Gray MacKenzie 28:41
From outside of that, are there key hires that you’ve seen? buyers want to have in place? By the time you go to sell, we want you to have someone else who’s the head of client services or your client services? Are there any key functions that made me stand out more than other ones?
Todd Taskey 28:56
You know, there? I would say no, in terms of key functions. Yep. But what I do want to know is, I’m buying this business, you’re doing a million and a half of EBITDA up, right? You’re doing 6 million in revenue, a million and a half of EBITDA, I’m willing to pay a fair price for it. I expect to get a million and a half of EBITDA this year, next year in the year after and expect that number to grow. Right? Tell me how that’s going to happen. Tell me how it has been happening. demonstrate it, show it. Tell me it’s going to continue? Yep. Right. And if if you’ve had clients for years, if your retention is high, if you’re a best place to work, if your Yelp reviews are good, if you’ve had retention in employees for a long period of time, right. All that goes to that story. Nobody’s perfect in any of those things. And again, it’s harder when you’re smaller. Just you know, right. Sell into it, lean into it. Yep, that makes sense.
Gray MacKenzie 30:00
There’s so many more questions I could ask. Todd, this has been super helpful. So let’s point people if someone’s at that point their million dollars close to a million dollars plus of EBITDA right now and curious about exploring that path. What’s the best place for them to learn more and reach out? Yeah, thank you for that. So Potomac Business Capital is the website. You can find me on lengthy and all spelled out, right? Potomacbusinesscapital.com. Yep. We’ll put it in show notes.
Todd Taskey 30:28
Yeah, I’m Todd, Potomac Business Capital, you can send me an email, you can find me on LinkedIn. I’ve got lots you see this over here, over my shoulder, I get a whole other board over here of people that I’ve spoken with that have said, Hey, I don’t know that I’m quite ready to do a full process, we’ll find somebody.
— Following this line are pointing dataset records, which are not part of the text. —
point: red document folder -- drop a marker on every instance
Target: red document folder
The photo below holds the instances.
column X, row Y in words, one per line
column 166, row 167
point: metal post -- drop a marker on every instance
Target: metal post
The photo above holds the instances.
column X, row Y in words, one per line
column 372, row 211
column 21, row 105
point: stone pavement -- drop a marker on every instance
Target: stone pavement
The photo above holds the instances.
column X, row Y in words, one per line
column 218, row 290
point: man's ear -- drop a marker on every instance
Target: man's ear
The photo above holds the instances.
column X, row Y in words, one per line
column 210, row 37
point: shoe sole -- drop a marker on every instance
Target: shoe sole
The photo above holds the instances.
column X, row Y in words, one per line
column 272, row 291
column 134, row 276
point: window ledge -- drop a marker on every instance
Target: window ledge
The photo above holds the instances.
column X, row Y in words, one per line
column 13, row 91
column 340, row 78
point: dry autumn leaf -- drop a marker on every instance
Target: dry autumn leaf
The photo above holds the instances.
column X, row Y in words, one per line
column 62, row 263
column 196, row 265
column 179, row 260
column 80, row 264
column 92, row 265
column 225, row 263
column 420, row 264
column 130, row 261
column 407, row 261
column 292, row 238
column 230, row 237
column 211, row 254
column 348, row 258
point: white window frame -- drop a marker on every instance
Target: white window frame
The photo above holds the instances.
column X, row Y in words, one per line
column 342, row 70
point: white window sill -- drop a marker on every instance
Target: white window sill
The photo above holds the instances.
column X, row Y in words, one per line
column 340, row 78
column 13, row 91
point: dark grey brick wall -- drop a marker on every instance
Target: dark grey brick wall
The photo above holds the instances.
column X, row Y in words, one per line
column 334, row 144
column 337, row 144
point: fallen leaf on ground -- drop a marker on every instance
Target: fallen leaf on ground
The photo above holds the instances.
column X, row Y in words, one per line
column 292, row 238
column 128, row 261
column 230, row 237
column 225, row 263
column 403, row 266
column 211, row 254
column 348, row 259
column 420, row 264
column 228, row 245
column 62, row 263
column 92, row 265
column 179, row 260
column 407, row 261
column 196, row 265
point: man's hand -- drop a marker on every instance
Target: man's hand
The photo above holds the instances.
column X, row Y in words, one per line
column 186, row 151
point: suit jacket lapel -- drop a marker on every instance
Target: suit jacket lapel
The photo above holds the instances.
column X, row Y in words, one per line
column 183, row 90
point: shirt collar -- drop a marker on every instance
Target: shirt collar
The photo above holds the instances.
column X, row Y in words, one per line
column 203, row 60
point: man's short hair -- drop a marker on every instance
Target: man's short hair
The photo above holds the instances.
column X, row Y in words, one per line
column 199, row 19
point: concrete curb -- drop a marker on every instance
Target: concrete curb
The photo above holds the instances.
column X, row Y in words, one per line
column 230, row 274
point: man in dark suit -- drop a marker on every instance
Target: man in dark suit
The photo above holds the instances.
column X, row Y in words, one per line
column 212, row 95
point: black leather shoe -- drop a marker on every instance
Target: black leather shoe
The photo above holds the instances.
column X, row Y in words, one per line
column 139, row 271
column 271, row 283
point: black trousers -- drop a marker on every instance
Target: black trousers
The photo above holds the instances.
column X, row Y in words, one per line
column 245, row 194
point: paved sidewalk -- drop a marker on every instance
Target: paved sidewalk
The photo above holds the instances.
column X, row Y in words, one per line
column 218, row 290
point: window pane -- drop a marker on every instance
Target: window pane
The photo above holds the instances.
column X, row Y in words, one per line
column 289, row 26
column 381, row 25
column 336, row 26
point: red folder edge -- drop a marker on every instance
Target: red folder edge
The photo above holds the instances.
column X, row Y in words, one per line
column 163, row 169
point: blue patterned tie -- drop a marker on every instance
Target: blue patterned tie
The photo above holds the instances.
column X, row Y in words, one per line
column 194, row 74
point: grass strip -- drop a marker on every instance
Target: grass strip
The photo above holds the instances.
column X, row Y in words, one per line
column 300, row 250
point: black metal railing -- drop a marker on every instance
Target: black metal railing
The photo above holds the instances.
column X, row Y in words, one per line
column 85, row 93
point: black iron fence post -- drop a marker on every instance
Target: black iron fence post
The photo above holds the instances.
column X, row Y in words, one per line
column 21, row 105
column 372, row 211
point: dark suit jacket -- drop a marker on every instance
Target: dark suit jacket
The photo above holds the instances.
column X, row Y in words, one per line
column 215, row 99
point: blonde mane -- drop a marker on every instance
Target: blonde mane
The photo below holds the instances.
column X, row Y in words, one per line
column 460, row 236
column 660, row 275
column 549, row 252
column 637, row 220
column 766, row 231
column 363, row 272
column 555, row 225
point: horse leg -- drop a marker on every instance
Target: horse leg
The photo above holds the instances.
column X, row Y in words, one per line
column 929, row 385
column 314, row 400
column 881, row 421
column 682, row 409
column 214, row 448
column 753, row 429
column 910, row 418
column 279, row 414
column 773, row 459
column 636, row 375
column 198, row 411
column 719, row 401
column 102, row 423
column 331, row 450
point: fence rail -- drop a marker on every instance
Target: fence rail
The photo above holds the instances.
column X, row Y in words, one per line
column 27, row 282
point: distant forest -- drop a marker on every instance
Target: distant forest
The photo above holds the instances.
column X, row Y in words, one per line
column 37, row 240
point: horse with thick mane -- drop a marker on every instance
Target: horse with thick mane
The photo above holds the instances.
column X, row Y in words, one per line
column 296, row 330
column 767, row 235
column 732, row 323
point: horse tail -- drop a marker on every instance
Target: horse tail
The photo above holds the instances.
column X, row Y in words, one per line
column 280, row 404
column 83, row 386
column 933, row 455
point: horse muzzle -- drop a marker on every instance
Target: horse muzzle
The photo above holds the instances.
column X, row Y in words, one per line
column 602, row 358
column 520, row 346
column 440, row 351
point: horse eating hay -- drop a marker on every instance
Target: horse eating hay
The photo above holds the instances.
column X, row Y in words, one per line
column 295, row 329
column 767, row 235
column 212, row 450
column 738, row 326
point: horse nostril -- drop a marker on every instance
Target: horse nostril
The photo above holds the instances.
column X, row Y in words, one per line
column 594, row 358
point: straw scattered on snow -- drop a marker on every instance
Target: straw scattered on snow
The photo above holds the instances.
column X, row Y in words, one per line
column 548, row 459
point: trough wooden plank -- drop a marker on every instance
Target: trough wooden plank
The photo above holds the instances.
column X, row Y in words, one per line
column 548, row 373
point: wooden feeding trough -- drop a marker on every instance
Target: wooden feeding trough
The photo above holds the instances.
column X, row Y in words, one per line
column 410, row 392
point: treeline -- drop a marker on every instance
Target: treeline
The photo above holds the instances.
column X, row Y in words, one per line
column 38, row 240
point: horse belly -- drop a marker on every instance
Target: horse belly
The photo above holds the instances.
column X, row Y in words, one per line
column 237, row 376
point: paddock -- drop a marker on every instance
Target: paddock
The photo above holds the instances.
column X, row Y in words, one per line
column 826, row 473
But if you had something like this for me, and I’d like to hear about, and we’ll spend time talking to them to understand what this really means. And, and keep our eyes open. Right? Yep. So we’re always happy to talk. There’s, it’s it is very difficult to to find the right transaction that one of your listeners is going to be excited about if they’re below a million. They’re 850 or 950, or something if they’re close. And you know, we can work that out because there could be a million next year in the future, right? Especially if they’re working with guys like you and the others that you mentioned, that are really helping them grow their their practice. So we can show a road to that. That’s great. But you know, we’re happy to have the conversation. Happy to have people connect on LinkedIn. And just stay in touch that way and go from there. Awesome. Cool.
Gray MacKenzie 31:45
Well put that info in the show notes. We’ll get your email address in the show notes, probably. Just so you’re not getting a ton of spam, but awesome. Well, I appreciate you coming on
Todd Taskey 31:54
and sharing. Yeah, it was great. I enjoyed it. Thank you.